Worth its weight every time we touched OTA — it eliminated guesswork
when an image silently fell back.
## Verification
Acceptance ran on both deployed nodes with the operator stationary,
then walking 2-3 m past each sensor, then leaving the room.
| Criterion | Target | room01 | room02 |
|---|---|---|---|
| `motion_energy` empty room | < 0.05 | 0.018 | 0.070 |
| `motion_energy` walking | > 0.3 within 2 s | < 1 s | 3 s |
| `motion_energy` decay after exit | < 0.1 within 5 s | 0.020.03 | 0.020.03 |
| `breathing_rate_bpm` stationary 30 s | 12-20 BPM | 22.2 BPM | 21.0 BPM |
| OTA round-trip | 2 consecutive succeed | | |
| Reset-reason visible | one-line log at boot | | |
OTA #1 transitioned `running_partition: ota_0 → ota_1`; OTA #2 reversed
it back to `ota_0`. No panics. `Connection reset` on the curl side is
expected `esp_restart()` tears down the TCP connection after
`httpd_resp_send` returns.
## Files Touched
```
firmware/esp32-csi-node/main/csi_collector.c
firmware/esp32-csi-node/main/edge_processing.c
firmware/esp32-csi-node/main/main.c
firmware/esp32-csi-node/main/ota_update.c
firmware/esp32-csi-node/sdkconfig.defaults
v2/crates/wifi-densepose-sensing-server/src/main.rs
v2/crates/wifi-densepose-sensing-server/src/csi.rs
v2/crates/wifi-densepose-desktop/src/commands/discovery.rs
v2/crates/wifi-densepose-desktop/src/commands/server.rs
v2/crates/wifi-densepose-desktop/ui/src/hooks/useNodes.ts
v2/crates/wifi-densepose-desktop/ui/src/hooks/useServer.ts
v2/crates/wifi-densepose-desktop/ui/src/pages/Dashboard.tsx
v2/crates/wifi-densepose-desktop/ui/src/pages/Sensing.tsx
v2/crates/wifi-densepose-desktop/ui/src/types.ts
ui/mobile/src/constants/websocket.ts
ui/mobile/src/services/ws.service.ts
ui/mobile/src/stores/matStore.ts
ui/mobile/src/stores/settingsStore.ts
ui/mobile/src/screens/MATScreen/index.tsx
ui/mobile/src/screens/VitalsScreen/index.tsx
docker/docker-compose.yml # host port 5005 → 5006 (RuView FW target)
```
## Open Items
* `EDGE_MAX_SUBCARRIERS` is still `128` D2 truncates incoming frames
rather than enlarging the buffer. Increasing to 192 would let the
pipeline use the full 192-subcarrier HT40 sideband, but requires
re-sizing several stack/heap structures and re-tuning DSP windows.
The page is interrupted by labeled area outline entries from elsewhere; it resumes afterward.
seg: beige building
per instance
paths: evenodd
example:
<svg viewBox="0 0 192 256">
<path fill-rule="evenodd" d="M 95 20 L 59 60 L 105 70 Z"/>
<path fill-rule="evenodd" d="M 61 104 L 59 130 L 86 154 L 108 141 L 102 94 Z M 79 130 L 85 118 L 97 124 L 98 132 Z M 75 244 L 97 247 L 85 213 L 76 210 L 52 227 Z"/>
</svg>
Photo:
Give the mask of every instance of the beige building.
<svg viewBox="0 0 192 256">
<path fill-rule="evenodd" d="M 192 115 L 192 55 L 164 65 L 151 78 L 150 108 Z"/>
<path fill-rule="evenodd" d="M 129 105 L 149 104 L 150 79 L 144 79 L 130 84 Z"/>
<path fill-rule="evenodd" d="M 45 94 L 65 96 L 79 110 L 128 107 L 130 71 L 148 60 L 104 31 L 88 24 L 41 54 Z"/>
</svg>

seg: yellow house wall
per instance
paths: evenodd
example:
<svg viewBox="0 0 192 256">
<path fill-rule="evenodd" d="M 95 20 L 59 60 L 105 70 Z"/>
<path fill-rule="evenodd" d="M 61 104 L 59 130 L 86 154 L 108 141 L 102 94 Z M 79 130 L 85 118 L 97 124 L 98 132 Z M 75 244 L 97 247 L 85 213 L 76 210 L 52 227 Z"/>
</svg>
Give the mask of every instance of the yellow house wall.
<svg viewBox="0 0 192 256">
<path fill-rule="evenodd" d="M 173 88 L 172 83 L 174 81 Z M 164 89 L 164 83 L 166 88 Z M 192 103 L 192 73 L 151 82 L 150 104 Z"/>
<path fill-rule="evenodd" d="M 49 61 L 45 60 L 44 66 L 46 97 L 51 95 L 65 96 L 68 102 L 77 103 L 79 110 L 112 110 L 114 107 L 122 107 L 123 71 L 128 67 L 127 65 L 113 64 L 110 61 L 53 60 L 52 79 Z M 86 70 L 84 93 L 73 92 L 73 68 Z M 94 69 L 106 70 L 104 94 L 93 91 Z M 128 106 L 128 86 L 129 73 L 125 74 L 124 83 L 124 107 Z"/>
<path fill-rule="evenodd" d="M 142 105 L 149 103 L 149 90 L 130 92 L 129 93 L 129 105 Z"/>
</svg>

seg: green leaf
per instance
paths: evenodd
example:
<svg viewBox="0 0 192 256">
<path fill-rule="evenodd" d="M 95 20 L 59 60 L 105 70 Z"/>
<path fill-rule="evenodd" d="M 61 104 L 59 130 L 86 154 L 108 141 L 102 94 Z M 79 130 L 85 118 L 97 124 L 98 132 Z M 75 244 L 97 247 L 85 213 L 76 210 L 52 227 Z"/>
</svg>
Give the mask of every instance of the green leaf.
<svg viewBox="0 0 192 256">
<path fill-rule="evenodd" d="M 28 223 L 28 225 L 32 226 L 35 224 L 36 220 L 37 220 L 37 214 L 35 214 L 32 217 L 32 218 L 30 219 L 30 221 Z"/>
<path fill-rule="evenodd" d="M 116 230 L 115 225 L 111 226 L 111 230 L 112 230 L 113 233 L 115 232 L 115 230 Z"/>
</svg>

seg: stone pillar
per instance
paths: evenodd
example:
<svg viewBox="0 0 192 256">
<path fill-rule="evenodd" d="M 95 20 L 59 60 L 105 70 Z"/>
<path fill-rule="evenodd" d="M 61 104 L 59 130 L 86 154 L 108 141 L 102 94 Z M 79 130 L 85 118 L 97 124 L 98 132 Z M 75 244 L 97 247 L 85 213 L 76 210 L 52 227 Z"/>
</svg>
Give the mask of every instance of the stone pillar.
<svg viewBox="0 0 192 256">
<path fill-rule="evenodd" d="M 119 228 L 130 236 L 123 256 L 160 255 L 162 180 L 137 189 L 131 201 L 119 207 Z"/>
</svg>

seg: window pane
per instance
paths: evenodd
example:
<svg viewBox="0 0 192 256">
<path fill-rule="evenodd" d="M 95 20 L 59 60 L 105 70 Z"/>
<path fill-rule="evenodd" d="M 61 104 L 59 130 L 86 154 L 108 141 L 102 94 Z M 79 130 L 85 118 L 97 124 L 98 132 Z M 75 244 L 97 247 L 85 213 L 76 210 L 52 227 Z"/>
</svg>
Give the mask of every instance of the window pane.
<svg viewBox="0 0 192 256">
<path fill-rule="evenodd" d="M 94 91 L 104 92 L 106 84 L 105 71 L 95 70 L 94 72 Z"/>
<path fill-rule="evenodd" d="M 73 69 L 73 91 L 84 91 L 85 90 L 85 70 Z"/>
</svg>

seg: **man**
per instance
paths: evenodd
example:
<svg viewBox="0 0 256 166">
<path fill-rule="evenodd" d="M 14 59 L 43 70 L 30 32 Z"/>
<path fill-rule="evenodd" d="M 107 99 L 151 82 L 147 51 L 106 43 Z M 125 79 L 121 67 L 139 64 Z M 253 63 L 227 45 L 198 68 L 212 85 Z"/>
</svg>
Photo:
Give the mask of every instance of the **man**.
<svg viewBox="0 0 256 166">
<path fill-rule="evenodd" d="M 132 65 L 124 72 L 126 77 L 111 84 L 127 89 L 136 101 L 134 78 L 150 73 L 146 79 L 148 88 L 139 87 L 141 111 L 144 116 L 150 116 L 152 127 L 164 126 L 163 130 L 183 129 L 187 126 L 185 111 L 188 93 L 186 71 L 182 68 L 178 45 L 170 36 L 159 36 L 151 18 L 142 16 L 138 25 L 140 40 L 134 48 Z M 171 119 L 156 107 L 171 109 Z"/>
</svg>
Tracked for a future release.
* Empty-room `motion_energy` on room02 sits slightly above the 0.05
target (0.07). Either the Fresnel-zone alignment for that node is
noisier or the calibration constant `var / 3.0f` needs to be
hardware-rev specific. Acceptable for the current deployment;
candidate for an auto-calibration routine.
## References
* ADR-039 Edge intelligence pipeline (the file we patched).
* ADR-081 `rv_feature_state_t` packet format (`0xC5110006`).
* RuView issue #555 *DSP froze on unwrapped phase variance* (this ADR).
* RuView issue #556 *OTA never sticks* (this ADR).